Apparently, it was “grandfathered in” when the same wise solons who are
trying to promote the smoking of marijuana were trying to stamp out the smoking
of tobacco.
It is a narrow room with tables
and chairs arranged in the space not occupied by the bar. When I entered, there were two men dressed in
pin stripped suits and hats smoking at the bar.
I had more or less walked my way into Hammett’s world.
I sat at a table next to the big
window, where I could watch people walk or drive by. I lit a fine, square bodied cigar with a Maduro
rapper and sipped on an excellent IPA.
The scotch was unaffordable. I
downloaded the first chapter of The
Maltese Falcon and read, occasionally looking up at the passersby. That is how I do San Francisco.
I have a theory about
genres. Each is centered on some
essential idea, usually attached to certain special signs. Westerns, for example, are essentially about
the frontier: the grey land between civilization and the utter lawlessness of
the uncivilized territories, coupled with the signs of horses, hats, and
handguns. The samurai movie genre is
very similar, if you trade swords for guns and modify the architecture. Horror is about the idea that evil can be a
real force in the world, like gravity or electricity. Science fiction rests on the idea of a
constantly expanding scientific view of the Kosmos and the surprises that such
a view might hold.
So, what about noir fiction? I submit that the genre is centered on the
city without gods. Almost all of the
noir films I have seen or fiction I have read take place in modern cities. Even those that take place outside it
presuppose a larger civilization. The
city is a relatively recent innovation in human history, meaning that it
appears only about 12,000 years ago. For
most of that time, cities were watched over by gods. To be a citizen of ancient Athens was to be a
member of the cult of Athena Nike, the goddess of wisdom and victory. The gods reinforced the social contract on
which each city depends and give the citizens‑those who must stand against the
city’s enemies‑some reason for confidence and comfort.

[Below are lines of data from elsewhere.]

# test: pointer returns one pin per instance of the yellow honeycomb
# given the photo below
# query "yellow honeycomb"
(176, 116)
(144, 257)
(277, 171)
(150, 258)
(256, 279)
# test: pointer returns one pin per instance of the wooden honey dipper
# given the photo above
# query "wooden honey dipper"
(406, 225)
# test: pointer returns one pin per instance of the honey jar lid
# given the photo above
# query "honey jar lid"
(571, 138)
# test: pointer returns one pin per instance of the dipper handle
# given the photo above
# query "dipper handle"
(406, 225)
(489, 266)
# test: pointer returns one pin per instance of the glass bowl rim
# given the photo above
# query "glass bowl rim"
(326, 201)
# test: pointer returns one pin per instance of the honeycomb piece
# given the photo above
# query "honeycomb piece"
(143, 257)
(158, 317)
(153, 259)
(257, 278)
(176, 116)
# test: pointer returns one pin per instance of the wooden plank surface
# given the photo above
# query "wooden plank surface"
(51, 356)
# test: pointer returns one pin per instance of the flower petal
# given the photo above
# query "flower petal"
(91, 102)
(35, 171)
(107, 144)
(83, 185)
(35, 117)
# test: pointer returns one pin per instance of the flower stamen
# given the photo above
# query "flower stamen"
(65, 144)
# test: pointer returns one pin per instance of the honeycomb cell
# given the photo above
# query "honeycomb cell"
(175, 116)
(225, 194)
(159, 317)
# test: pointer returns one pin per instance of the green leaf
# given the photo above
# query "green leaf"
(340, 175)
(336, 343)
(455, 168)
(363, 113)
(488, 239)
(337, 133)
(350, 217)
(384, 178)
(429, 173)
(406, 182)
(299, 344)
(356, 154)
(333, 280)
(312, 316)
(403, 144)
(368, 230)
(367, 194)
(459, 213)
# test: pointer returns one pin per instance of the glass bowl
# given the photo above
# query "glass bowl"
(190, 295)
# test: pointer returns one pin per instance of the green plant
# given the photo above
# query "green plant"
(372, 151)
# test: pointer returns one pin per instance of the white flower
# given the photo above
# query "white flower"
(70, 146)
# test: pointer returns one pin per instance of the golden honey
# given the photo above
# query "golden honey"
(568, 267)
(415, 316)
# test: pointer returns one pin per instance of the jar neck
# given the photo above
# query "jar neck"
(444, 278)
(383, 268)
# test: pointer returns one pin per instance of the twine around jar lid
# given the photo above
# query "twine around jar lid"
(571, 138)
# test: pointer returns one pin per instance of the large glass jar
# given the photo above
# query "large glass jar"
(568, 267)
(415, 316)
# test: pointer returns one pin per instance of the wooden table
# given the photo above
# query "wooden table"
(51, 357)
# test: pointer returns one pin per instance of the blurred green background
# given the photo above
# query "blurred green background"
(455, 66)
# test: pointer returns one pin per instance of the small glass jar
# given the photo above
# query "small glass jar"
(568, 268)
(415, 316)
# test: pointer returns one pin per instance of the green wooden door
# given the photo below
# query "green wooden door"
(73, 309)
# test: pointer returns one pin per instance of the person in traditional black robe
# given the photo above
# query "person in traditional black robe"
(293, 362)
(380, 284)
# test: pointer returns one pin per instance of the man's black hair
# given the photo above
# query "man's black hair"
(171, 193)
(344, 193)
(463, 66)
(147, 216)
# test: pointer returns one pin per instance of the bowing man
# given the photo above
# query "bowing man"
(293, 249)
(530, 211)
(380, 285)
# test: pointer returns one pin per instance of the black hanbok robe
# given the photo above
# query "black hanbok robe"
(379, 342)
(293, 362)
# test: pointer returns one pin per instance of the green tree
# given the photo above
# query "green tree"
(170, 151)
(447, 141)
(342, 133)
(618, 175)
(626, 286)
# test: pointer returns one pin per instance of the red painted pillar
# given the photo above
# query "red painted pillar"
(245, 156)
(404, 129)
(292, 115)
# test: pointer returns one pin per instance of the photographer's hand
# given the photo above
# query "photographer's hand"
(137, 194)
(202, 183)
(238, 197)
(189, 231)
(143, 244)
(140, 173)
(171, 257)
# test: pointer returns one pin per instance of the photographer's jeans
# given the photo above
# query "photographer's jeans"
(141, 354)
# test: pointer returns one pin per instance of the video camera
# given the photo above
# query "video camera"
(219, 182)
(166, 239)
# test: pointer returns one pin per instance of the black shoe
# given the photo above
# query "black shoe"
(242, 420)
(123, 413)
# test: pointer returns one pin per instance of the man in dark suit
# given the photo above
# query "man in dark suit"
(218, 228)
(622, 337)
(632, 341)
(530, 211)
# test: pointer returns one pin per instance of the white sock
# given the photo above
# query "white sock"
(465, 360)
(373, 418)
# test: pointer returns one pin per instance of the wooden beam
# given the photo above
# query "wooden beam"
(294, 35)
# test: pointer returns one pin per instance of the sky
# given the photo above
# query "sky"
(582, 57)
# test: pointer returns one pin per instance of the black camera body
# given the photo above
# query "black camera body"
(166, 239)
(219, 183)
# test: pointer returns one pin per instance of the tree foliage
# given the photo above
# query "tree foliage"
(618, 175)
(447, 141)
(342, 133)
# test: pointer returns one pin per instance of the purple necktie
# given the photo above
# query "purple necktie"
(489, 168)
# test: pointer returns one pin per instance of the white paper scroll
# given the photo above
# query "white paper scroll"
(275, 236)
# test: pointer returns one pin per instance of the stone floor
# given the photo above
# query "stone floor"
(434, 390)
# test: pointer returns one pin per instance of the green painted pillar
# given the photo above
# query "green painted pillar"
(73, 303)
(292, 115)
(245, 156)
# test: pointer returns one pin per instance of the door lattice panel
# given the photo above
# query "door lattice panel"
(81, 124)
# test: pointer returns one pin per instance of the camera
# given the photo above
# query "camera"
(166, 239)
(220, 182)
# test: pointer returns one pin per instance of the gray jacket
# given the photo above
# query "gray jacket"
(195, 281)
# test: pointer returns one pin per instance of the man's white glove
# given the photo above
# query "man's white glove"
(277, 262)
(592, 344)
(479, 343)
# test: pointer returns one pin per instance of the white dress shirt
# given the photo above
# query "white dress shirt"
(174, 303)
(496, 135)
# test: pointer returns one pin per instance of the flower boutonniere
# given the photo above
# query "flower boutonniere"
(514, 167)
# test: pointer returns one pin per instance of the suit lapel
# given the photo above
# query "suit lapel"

Noir fiction takes place in a
realm that is utterly demythologized.
There are neither gods nor ghosts in world laid out by Raymond Chandler
or Dashiell Hammett. The streets are dark
and foggy, with nothing but black overhead.
Death is a constant presence, but there is not even a hint of anything
beyond it. Death is the big sleep.
Evil, on the other hand, is very
real. Nearly everyone is morally
comprised and knows it. “I’ve been bad,”
says Brigid O'Shaughnessy to Sam Spade.
What is true of Brigid is true of both the gaggle of lowlifes and the
police. There is no sense of any higher
order, no confidence in patriotism, the rule of law, etc. One wonders what meaning evil might have if
there is nothing else in the human world.
But of course, there is something
else. That is the hero. Chandler’s Philip Marlowe and Hammett’s Spade
are heroes. Neither is a saint or the
ideal boy scout. Yet each has a set of
moral rules that he strictly follows and each is the best man in the
story. Both of these heroes risk their
lives to defend those who deserve to be defended, or mostly deserve it.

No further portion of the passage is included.